Decisions and Action Items

• VPN Service Performance Monitoring: The chairs indicated that due to the substantive change (addition of choice for inter-site performance monitoring), the draft might benefit from more review time, potentially another week, before IESG publication.
• Export of SRv6 Information in IPFIX: The authors requested a call for adoption at opsawg. Chairs will likely initiate this after some review.
• MLMO (Data Model for Life Cycle Management and Operations): While a poll showed significant support, no formal call for adoption was made. Chairs indicated this discussion should continue on the mailing list to resolve open questions.
• Yang Model for Data Export over IPFIX: The chairs indicated they would initiate another call for adoption after the recent restructuring and to garner renewed interest and review.

Next Steps

• Service Attachment Points: Proceed towards Working Group Last Call.
• VPN Service Performance Monitoring: Authors to continue engaging with the working group for further review on the substantive change before requesting IESG publication.
• SANE: A new version of the draft will be posted shortly, incorporating counter64 for version and an implementation suggestion, then move towards WGLC.
• Export of SRv6 Information in IPFIX: Chairs to facilitate a call for adoption. Authors to continue implementation efforts (aiming for vpp by IETF 115).
• MLMO: Further discussions on the mailing list to refine the model, especially regarding licensing complexity and attribute definitions.

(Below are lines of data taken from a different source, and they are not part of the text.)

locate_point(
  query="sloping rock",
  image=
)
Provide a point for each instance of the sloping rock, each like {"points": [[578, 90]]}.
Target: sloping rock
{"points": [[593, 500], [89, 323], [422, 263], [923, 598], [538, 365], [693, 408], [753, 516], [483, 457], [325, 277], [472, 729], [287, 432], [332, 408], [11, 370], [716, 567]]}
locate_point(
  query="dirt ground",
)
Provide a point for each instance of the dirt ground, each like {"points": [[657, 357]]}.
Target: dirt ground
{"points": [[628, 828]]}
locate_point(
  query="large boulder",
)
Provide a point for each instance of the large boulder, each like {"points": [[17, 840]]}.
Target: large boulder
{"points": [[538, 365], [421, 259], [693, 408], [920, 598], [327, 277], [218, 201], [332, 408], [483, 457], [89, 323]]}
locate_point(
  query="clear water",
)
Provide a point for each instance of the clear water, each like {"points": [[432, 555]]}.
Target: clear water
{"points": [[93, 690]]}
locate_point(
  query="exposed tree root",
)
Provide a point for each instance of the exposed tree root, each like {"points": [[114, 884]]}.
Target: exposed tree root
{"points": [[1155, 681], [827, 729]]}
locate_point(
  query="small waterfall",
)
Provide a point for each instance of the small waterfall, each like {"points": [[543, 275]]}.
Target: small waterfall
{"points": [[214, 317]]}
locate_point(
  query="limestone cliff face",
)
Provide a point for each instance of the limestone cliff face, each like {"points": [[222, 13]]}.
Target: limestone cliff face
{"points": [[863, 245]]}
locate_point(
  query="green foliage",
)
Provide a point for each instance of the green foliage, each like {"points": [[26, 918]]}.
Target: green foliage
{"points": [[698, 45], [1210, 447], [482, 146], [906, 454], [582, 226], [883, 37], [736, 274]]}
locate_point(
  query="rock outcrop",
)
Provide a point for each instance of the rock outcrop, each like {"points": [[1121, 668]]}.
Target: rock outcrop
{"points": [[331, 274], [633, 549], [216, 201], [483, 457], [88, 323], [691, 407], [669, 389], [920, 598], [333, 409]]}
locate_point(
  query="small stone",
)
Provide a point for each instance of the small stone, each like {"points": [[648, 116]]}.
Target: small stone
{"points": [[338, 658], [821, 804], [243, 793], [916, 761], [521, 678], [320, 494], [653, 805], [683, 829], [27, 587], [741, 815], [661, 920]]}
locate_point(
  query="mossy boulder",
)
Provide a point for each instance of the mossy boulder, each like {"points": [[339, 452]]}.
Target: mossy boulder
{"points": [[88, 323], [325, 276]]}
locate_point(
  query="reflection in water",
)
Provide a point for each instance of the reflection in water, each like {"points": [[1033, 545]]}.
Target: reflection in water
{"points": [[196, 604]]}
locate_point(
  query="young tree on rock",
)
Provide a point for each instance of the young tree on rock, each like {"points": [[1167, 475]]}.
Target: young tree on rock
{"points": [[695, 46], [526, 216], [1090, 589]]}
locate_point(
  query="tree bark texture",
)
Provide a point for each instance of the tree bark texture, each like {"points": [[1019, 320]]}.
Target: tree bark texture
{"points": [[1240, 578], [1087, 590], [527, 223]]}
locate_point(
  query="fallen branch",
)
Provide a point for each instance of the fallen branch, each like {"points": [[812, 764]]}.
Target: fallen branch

Side meetings will shift to monthly.
• SNMPv3 over TLS Transport Model Updates: Authors to make final edits, distribute for final review, and then start the last call process. They will also distribute to TLS reflectors. Further consideration for the naming of the new hashing table and the process for reflecting new TLS 1.3 algorithms is needed.
• Data Manifest for Contextualized Streaming Telemetry: Authors to analyze the threat model and address security concerns.
• In-band Flow Learning Framework: Authors to update the draft with more technical details on triggers, functions, and interoperability. Consideration to be given to presenting in the IPPM working group to clarify scope and seek feedback.
• Adaptive Traffic Data Collection: Authors to solicit comments and refine the draft. Explore Event MIB and research on A/B comparisons for monitoring methodologies.
• Yang Model for Data Export over IPFIX: Chairs to initiate a new call for adoption to ensure broader review and feedback from the working group, especially given the BBF's interest.

AD Open Mic Discussion:

• Operator Concerns on Policy in Drafts: An operator raised concerns about a draft (Quick manageability) stating a recommendation not to use version numbers for network admission control. The operator argued that RFCs should not dictate policy for network operators, who need flexibility for admission control and active traffic management, contrary to what some working groups imply (e.g., passive monitoring only).
• AD Response: The ADs acknowledged the tension between working group views and operator needs. They encouraged operators to clearly articulate their concerns in reviews and on the mailing list. If consensus cannot be reached, the ADs may place a "discuss" notice on the document to highlight valid operator concerns. They also emphasized the importance of early engagement with ADs when such issues arise and suggested that operators propose alternative text that focuses on potential problems rather than policy enforcement. The ADs reiterated that IETF documents require IETF-wide rough consensus, not just working group consensus, and that operator reviews are crucial for this process.